Menurutnya, persoalan komisi adalah bagian dari struktur legislatif, namun sebagai anggota DPRD ini menjadi bagian dari tanggung jawab yang harus diemban.
“Seharusnya Komisi maupun dapil tidak menjadi batasan atau penghalang yang harus dipersiapkan dari corak berpikir yang menurut saya, tidak kritis. Karena sejatinya 25 Anggota DPRD Sula itu punya masyarakat Sula, dan menjadi wakil rakyat Sula, tidak berdasarkan komisi maupun dapil, nanti ketika kita berbicara tupoksi kerja, dan basis pemilih baru kita bahas masalah komisi atau dapil”, lanjut Darmawan.

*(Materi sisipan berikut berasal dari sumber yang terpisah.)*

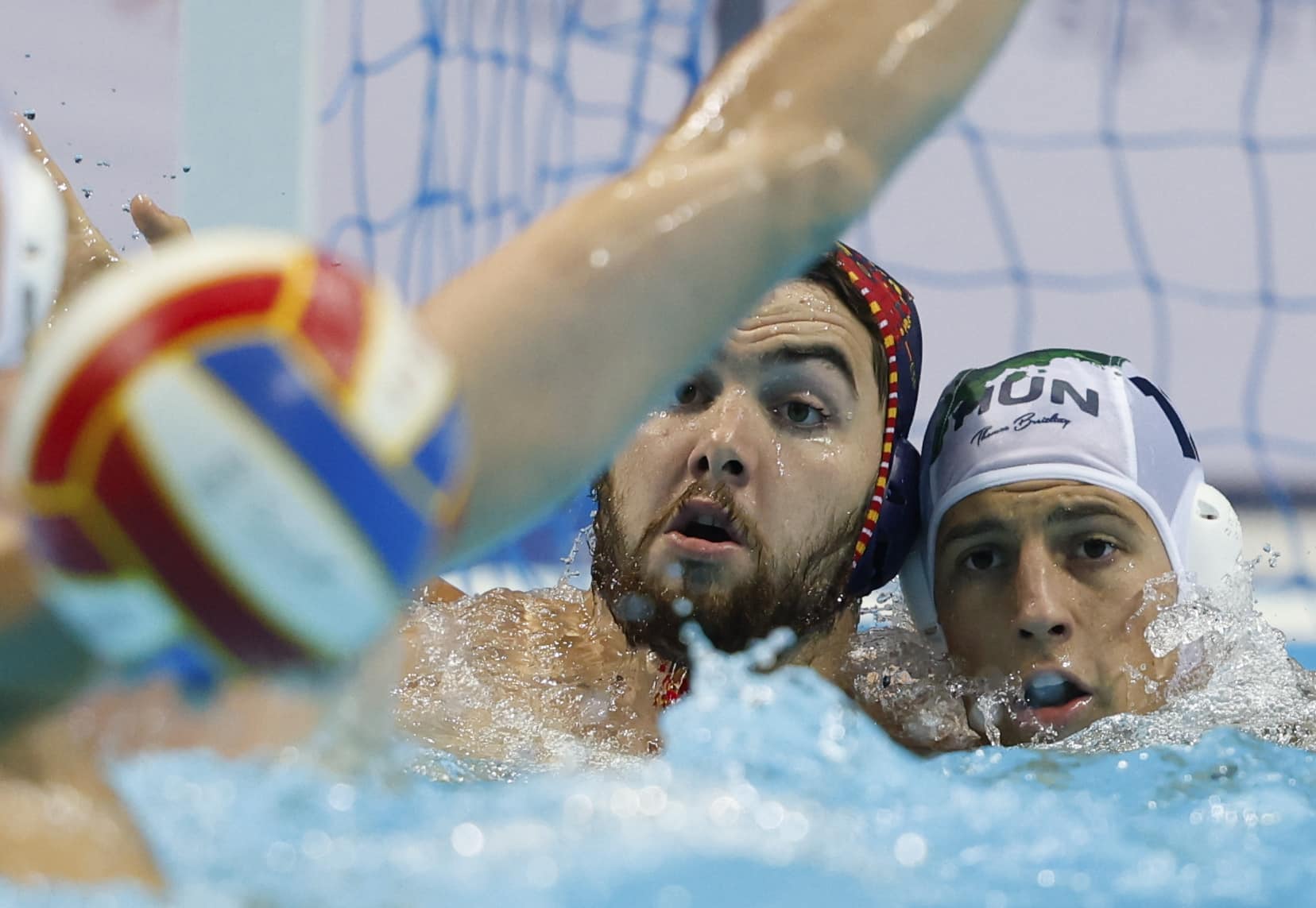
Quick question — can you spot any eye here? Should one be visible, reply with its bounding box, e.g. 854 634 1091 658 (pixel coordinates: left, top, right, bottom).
776 400 826 427
963 547 1003 571
675 381 700 407
1078 537 1116 561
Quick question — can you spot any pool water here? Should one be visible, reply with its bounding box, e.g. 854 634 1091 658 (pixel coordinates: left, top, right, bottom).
0 568 1316 908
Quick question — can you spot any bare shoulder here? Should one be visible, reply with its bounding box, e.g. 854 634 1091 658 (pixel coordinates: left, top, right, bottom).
397 578 656 762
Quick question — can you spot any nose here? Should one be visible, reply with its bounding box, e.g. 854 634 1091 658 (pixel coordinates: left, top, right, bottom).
1015 542 1074 643
687 395 756 487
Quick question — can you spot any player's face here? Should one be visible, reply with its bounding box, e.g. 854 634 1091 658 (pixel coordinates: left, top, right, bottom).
935 481 1176 744
597 280 884 644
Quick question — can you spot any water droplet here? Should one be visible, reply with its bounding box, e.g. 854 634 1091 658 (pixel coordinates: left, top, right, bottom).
453 822 484 858
892 833 927 867
327 782 357 813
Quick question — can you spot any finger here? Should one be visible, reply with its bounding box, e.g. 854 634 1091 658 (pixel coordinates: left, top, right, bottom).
129 195 192 246
14 113 68 192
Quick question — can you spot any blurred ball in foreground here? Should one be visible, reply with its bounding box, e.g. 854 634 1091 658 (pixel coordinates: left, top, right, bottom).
8 232 467 666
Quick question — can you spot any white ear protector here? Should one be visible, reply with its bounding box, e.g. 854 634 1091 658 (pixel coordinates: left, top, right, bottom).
900 483 1242 651
0 137 67 369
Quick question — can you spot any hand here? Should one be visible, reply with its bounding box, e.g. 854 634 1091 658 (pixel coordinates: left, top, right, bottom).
129 195 192 246
17 117 192 307
16 117 118 300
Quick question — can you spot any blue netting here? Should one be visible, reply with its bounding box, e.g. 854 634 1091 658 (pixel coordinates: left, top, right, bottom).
323 0 1316 587
321 0 710 563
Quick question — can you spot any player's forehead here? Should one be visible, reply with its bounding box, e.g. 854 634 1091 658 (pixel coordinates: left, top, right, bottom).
718 279 873 381
937 479 1158 546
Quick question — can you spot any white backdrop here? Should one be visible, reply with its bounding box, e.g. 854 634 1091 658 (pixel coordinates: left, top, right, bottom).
0 0 1316 620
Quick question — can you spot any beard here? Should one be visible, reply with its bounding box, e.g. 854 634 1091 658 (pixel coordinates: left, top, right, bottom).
590 473 865 662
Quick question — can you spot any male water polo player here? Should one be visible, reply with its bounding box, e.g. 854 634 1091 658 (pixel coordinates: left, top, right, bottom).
901 350 1241 744
401 246 921 758
0 0 1023 872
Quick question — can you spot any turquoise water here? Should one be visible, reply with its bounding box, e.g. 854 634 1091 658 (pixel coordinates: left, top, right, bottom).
0 568 1316 908
2 636 1316 906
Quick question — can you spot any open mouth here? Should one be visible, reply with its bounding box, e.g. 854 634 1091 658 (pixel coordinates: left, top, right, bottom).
668 499 745 546
1024 669 1092 716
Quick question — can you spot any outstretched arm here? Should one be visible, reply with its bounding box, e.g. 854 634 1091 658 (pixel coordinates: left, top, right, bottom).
420 0 1024 558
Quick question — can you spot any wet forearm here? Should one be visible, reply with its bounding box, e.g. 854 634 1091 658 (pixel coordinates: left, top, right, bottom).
421 0 1023 555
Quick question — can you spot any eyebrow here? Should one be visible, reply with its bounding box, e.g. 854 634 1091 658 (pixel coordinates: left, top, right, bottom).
1047 499 1137 527
937 499 1137 547
937 517 1005 549
761 343 859 396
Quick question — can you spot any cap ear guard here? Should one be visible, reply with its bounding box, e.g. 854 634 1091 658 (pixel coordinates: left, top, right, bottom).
900 483 1242 649
846 439 919 596
1184 483 1242 589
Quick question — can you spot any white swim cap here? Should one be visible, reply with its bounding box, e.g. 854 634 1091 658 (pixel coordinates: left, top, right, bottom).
901 349 1241 630
0 129 67 369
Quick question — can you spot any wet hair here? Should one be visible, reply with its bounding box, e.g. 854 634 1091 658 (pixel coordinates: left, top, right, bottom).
799 247 889 397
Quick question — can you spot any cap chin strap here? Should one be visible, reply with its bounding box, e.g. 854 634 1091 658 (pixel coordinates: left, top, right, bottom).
900 483 1242 655
0 140 67 369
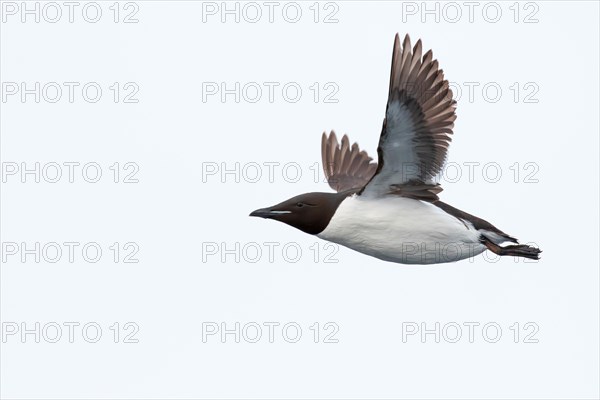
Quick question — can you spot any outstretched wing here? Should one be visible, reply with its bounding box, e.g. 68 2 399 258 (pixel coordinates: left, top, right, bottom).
321 131 377 192
361 34 456 201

Lebih lanjut kata Darmawan, meskipun Masmina ada di Komisi I yang tidak ada kaitannya dengan infrastruktur yang ada di Komisi III namun minimal dengan mengetahui persoalan, Masmina bisa melakukan komunikasi lintas komisi, atau rekan sesama DPRD untuk mendorong percepatan perbaikan jembatan atau infrastruktur tersebut.
Jangan kemudian menuding Ibu Masmina hanya teriak di medsos, ini yang menurut saya salah dan malah tidak bijak bermedia sosial, medsos menjadi salah satu wadah untuk siar informasi, dan itu tidak salah sepanjang informasi yang disebarkan bisa dipertanggung jawabkan kebenarannya, tutup Darmawan Buamona, TA F-Demokrat DPRD Kepulauan Sula.